The FOSS movement is consistently held back by the programmer's mantra "I'm representative of my user base" which results in uninspired feature sets, dismal and frustrating UX, and very little incentive to improve.

If LibreOffice had research tools or business tools that Microsoft Office did not, if GIMP took the notion of professional image editing seriously, if there were a music player that also had dead-easy mashup tools...

... if there were a single Linux-only desktop app that did something original, did it well, and whose developers did not immediately crosscompile it for other platforms, desktop Linux would have had a glimmer of a chance.

I am a web developer.
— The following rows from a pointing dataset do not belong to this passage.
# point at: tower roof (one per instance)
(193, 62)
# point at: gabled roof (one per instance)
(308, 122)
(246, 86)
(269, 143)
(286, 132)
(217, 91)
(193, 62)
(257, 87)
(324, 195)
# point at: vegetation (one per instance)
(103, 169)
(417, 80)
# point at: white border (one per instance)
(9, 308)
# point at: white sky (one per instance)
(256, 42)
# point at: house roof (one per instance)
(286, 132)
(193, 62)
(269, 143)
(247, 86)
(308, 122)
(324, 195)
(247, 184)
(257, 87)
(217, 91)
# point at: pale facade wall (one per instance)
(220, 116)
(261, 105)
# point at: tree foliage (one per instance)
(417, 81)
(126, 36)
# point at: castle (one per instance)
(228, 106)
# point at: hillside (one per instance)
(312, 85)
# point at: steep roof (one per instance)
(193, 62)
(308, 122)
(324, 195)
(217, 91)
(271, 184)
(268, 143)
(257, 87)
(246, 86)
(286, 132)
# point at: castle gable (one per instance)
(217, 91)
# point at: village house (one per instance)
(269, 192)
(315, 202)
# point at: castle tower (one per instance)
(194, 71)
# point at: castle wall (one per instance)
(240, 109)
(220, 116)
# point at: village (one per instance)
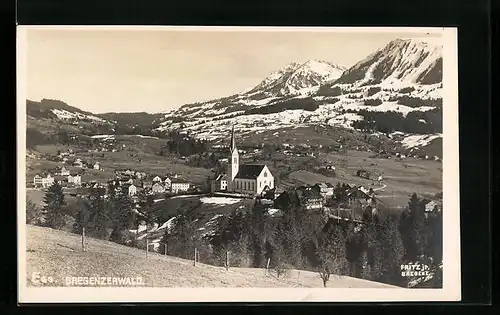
(245, 181)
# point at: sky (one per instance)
(145, 70)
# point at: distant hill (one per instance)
(53, 109)
(132, 119)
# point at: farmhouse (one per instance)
(325, 189)
(43, 181)
(157, 188)
(78, 163)
(147, 184)
(221, 182)
(130, 189)
(310, 197)
(61, 180)
(74, 179)
(168, 183)
(179, 185)
(63, 171)
(248, 179)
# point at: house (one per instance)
(43, 181)
(221, 182)
(75, 179)
(98, 190)
(63, 171)
(130, 189)
(61, 180)
(363, 174)
(157, 188)
(326, 189)
(330, 167)
(129, 172)
(78, 163)
(431, 205)
(359, 193)
(147, 184)
(310, 197)
(168, 182)
(179, 185)
(247, 179)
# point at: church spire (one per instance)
(233, 141)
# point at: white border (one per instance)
(451, 290)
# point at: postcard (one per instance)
(237, 164)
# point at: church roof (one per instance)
(249, 171)
(233, 141)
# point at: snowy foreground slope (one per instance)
(403, 77)
(58, 253)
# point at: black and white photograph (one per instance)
(237, 164)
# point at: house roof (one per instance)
(249, 171)
(221, 177)
(179, 181)
(60, 178)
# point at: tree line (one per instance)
(295, 239)
(301, 240)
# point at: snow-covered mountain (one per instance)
(398, 87)
(294, 80)
(55, 109)
(404, 60)
(297, 78)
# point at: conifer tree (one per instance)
(33, 213)
(332, 251)
(53, 210)
(98, 216)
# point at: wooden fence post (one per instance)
(227, 260)
(83, 238)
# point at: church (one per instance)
(250, 179)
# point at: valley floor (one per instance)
(58, 254)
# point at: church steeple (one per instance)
(233, 141)
(233, 165)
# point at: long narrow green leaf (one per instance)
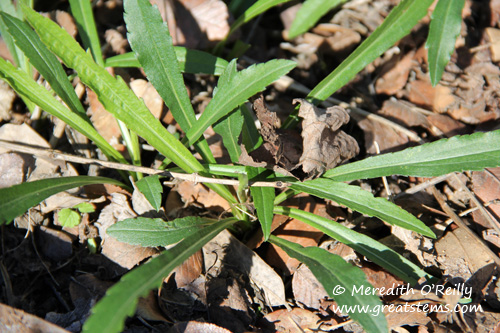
(232, 94)
(332, 271)
(17, 199)
(229, 128)
(250, 135)
(309, 14)
(263, 199)
(370, 248)
(8, 7)
(116, 97)
(25, 86)
(157, 232)
(84, 17)
(151, 188)
(467, 152)
(443, 32)
(18, 56)
(396, 25)
(253, 11)
(150, 39)
(364, 202)
(120, 300)
(44, 61)
(190, 61)
(260, 7)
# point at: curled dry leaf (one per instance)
(324, 144)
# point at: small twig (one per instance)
(384, 178)
(458, 221)
(493, 223)
(423, 186)
(471, 210)
(195, 178)
(287, 82)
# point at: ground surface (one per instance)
(50, 272)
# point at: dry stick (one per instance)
(423, 186)
(493, 223)
(458, 221)
(57, 155)
(286, 82)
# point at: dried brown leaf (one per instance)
(325, 145)
(226, 249)
(123, 254)
(297, 320)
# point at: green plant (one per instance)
(154, 52)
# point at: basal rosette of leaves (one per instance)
(44, 42)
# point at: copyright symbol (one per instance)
(338, 290)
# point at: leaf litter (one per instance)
(226, 281)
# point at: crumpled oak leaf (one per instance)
(325, 145)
My job is to prioritize platform neutrality so I constantly evaluate OS X, Windows and Linux. Across the three OSes, there is no web development platform comparable to Dreamweaver, either inside or outside FOSS. And DW is not in any sense uncloneable. But, and this is a big but, its useability from beginners to veteran power users is second to none.

Automator is great software. You can argue that shell scripting is more powerful, but you're expecting most people to become shell scripters. Again, FOSS has to develop with real end users in mind, people like your grandparents and your neighbors and those ditzy girls who live in their cellphones.

"Good enough" has damned FOSS desktop apps. Desktop Linux proves, proves that competence without imagination is always going to lose in a competition with commercial products.